Fly Control:

Why Pest/Fly Control? -

As we stated in The Facts about Flies, flies have been a menace to mankind since biblical times. The importance of fly control is paramount, if not for health reasons, then for financial ones.

Poultry losses run into the millions of dollars annually and cattle weight has been known to drop 10-15% due to the ever-pesky fly.

Every year, newer, stronger chemical pesticides are developed to help control the fly population. The primary reason for new insecticides each year is "resistance" to the products on the market. Resistance is the ability of an insect population to withstand exposure to insecticides. This is acquired by breeding from insects that have survived previous exposures to a pesticide that did not wipe out the whole population. The surviving insect breed and develop a resistant strain that survives insecticide treatment.

Methods of Fly Control -

There are four primary methods of pest management: cultural control, mechanical control, biological control and chemical control.

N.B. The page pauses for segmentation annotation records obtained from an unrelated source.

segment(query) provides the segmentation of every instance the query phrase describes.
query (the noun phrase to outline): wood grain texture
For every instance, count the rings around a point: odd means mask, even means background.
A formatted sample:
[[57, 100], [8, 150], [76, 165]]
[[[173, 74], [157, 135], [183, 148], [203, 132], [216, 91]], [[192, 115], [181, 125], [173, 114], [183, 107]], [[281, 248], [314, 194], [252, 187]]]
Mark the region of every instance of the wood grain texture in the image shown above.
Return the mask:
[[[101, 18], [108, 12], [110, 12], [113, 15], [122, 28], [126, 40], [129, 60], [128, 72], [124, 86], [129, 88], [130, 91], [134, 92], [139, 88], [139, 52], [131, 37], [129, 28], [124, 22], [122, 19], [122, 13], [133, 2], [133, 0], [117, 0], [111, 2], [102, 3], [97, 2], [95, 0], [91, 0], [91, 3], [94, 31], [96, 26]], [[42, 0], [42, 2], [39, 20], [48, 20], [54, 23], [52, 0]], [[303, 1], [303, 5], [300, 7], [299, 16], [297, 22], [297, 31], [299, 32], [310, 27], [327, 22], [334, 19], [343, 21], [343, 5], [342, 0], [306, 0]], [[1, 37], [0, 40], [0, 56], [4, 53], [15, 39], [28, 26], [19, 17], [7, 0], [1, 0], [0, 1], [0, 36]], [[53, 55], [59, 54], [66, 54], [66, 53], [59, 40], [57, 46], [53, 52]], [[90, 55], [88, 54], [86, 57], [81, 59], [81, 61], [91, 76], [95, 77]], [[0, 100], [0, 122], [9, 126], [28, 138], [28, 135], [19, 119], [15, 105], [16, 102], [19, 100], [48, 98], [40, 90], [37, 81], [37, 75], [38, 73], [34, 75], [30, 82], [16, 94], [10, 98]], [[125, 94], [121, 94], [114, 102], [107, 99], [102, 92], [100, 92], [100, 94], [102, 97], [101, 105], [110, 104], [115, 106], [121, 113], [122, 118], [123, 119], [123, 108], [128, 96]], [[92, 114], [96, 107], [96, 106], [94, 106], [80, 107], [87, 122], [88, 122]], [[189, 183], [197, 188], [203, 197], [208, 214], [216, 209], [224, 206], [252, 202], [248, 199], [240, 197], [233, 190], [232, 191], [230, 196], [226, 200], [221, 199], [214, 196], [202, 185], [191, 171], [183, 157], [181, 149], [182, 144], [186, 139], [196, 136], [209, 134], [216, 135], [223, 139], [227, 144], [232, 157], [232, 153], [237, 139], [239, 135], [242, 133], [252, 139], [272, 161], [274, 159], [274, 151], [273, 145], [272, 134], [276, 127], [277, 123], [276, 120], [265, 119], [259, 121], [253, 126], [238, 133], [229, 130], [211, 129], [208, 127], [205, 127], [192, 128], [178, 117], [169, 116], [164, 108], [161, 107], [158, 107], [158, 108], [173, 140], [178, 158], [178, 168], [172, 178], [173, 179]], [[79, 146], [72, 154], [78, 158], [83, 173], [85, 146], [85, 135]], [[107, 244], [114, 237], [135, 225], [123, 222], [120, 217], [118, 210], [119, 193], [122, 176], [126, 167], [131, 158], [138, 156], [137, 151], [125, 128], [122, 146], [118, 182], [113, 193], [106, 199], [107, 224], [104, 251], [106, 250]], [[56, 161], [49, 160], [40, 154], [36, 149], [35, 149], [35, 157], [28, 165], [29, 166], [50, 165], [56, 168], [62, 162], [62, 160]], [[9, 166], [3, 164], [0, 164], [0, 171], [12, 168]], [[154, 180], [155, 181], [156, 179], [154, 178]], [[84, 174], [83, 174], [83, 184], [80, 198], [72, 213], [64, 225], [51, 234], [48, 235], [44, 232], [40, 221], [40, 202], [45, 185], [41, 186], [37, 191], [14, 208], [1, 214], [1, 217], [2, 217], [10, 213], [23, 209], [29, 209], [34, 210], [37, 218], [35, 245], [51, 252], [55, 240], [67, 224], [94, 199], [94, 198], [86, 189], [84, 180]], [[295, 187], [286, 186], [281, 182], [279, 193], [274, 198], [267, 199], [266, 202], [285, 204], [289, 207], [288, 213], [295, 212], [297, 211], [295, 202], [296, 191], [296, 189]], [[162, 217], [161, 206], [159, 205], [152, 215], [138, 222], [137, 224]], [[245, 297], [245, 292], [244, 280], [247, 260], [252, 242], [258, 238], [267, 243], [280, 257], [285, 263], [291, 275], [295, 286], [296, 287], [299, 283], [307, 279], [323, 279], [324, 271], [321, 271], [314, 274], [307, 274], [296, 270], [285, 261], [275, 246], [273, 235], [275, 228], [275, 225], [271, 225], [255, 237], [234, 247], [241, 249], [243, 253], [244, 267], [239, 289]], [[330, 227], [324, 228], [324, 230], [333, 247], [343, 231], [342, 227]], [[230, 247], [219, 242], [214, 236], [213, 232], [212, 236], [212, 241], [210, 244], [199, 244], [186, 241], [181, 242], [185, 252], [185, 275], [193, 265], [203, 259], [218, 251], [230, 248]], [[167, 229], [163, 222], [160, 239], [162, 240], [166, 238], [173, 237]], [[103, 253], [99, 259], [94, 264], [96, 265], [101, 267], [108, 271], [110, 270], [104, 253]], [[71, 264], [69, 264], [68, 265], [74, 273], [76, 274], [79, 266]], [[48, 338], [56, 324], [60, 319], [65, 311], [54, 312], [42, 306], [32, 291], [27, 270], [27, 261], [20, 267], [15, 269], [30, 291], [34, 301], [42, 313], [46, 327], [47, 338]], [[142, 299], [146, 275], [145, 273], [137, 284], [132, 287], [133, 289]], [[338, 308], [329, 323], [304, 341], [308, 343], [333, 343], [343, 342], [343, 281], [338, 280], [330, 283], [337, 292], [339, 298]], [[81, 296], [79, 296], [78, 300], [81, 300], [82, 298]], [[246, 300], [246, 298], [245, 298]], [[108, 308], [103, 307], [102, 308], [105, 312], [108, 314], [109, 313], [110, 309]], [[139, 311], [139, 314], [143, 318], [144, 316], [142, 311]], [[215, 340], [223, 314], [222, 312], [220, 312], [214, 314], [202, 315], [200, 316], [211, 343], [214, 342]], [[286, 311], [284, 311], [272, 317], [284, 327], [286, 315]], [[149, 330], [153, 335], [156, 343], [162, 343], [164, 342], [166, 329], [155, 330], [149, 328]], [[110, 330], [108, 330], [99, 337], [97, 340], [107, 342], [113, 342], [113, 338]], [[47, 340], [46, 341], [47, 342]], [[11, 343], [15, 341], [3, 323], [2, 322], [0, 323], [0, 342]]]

  • Cultural Control-  Control by changing the human habits to reduce the problem.

  • Mechanical Control-  Eliminate breeding sites, install proper drainage, use traps.

  • Biological Control-   Consists of the use, exploitation, or manipulation of one life form to suppress the population of another.

  • Chemical Control-  Use of insecticides.

In most cases, a combination of some or all of these methods may be needed. This is called Integrated Pest Management (IPM).

IPM combines biological, mechanical and cultural techniques with as few toxic chemicals as possible to reduce pest populations to tolerable levels. 


I. Traps:

Fly traps come in many shapes and have been in use since medieval times. Traps are designed in 1 of 2 configurations, bottom entry and top entry.

Bottom Entry Traps -

This design is also referred to as a "cone" entry.  Flies are attracted to a trap by some type of attractant. In a bottom entry trap, the attractant is placed in a tray under the inverted cone. Over this tray is a shield that will block light. The only light the fly will see is that at the top of the cone. The cone is surrounded by a screen. As the fly exits the cone, it is now trapped in the screen and dies of dehydration.

Top Entry Traps -

In a top entry fly trap there are 3-4 holes in the top of the trap. These holes are separated by some sort of divider and are usually covered with a cap to block out the light source. The trap lid is placed on top of a transparent jar and filled with attractant and water. Once the fly enters the trap it cannot locate an exit, consequently it exhausts itself, falls into the water and drowns.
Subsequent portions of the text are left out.